PMN secretion stimulates cytokine release and bacterial phagocytosis by monocytes. (A) Concentrations of IL-6 (top) and TNF (bottom) in air pouch fluid of mice with intact WBC count (ctrl), neutropenic mice (PMN depl), and neutropenic mice treated with PMN secretion (PMN depl + PMN-sec). (B) Leukocyte recruitment in the air pouch was induced by PAF and fluorescent IgG-opsonized S aureus bacteria were injected 1 hour before the cells were harvested. Upper panel shows the number of bacteria retrieved from the air pouch fluid expressed in percentage of total amount of injected bacteria. Bottom panel shows fluorescence intensity of monocytes as a measure of bacterial phagocytosis. (C) Recruitment of PMN (top, Gr1⁺, F4/80⁻), resident monocytes (middle, Gr1⁻, F4/80⁺), and inflammatory monocytes (bottom, Gr1⁺, F4/80⁺) in the air pouch after injection of L monocytogenes (10⁶). (D) Dissemination of L monocytogenes 24 hours after inoculation into the air pouch. Data show colony-forming units (CFU) in liver homogenates from mice with intact WBC, neutropenic mice, and neutropenic mice treated with PMN secretion. Data are expressed as means (± SD); n = 4-6 for each bar. * indicates significant difference compared with ctrl; ** indicates significant difference compared with both ctrl and PMN depl + PMN-sec.

Figure 6

Identification of HBP and LL-37 as principal mediators of PMN-induced mobilization of inflammatory monocytes. (A) Extravasation of Gr1⁺ inflammatory monocytes in the air pouch of neutropenic mice after stimulation with PAF and individual PMN granule fractions. ** indicates significant difference compared with both ctrl and PMN depl + primary or secondary granule fraction. (B) Immunodepletion of LL-37, HBP, HNP1-3, and cathepsin G from the PMN secretion, renders the secretion nonfunctional. * indicates significant difference compared with ctrl. (C) Extravasation of Gr1⁺ inflammatory monocytes in the air pouch of neutropenic mice after stimulation with PAF combined with recombinant/isolated forms of LL-37 (10 μg/mL), HBP (10 μg/mL), HNP1-3 (5 μg/mL), or cathepsin G (10 μg/mL). ** indicates significant difference compared with both ctrl and PMN depl + LL37/HBP/cathepsin G. (D) Extravasation of Gr1⁺ inflammatory monocytes in the air pouch of neutropenic mice after stimulation with PAF combined with crude PMN secretion or PMN secretion immunodepleted of LL-37, HBP, and cathepsin G, respectively. * indicates significant difference compared with PMN depl + PMN-sec.
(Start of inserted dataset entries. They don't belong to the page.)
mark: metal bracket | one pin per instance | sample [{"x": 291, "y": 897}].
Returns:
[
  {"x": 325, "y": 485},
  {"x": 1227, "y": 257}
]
Data are expressed as means (± SD) n = 5 for each bar.

Figure 7

Involvement of FPRs in the PMN-induced mobilization of inflammatory monocytes. (A) Extravasation of Gr1⁺ inflammatory monocytes in the air pouch of neutropenic mice (PMN depl) after stimulation with PAF combined with PMN secretion or individual granule proteins. ▨ indicate pretreatment with the FPR antagonist BOC-PLPLP. * indicates significant difference compared with respective treatment in the absence of the fpr antagonist. (B) Ca²⁺ mobilization in inflammatory monocytes in response to PMN secretion or individual granule proteins. Ca²⁺ mobilization was measured in the FACS in the presence or absence of the FPR antagonist BOC-PLPLP. * indicates significant difference compared with respective treatment in the absence of the fpr antagonist.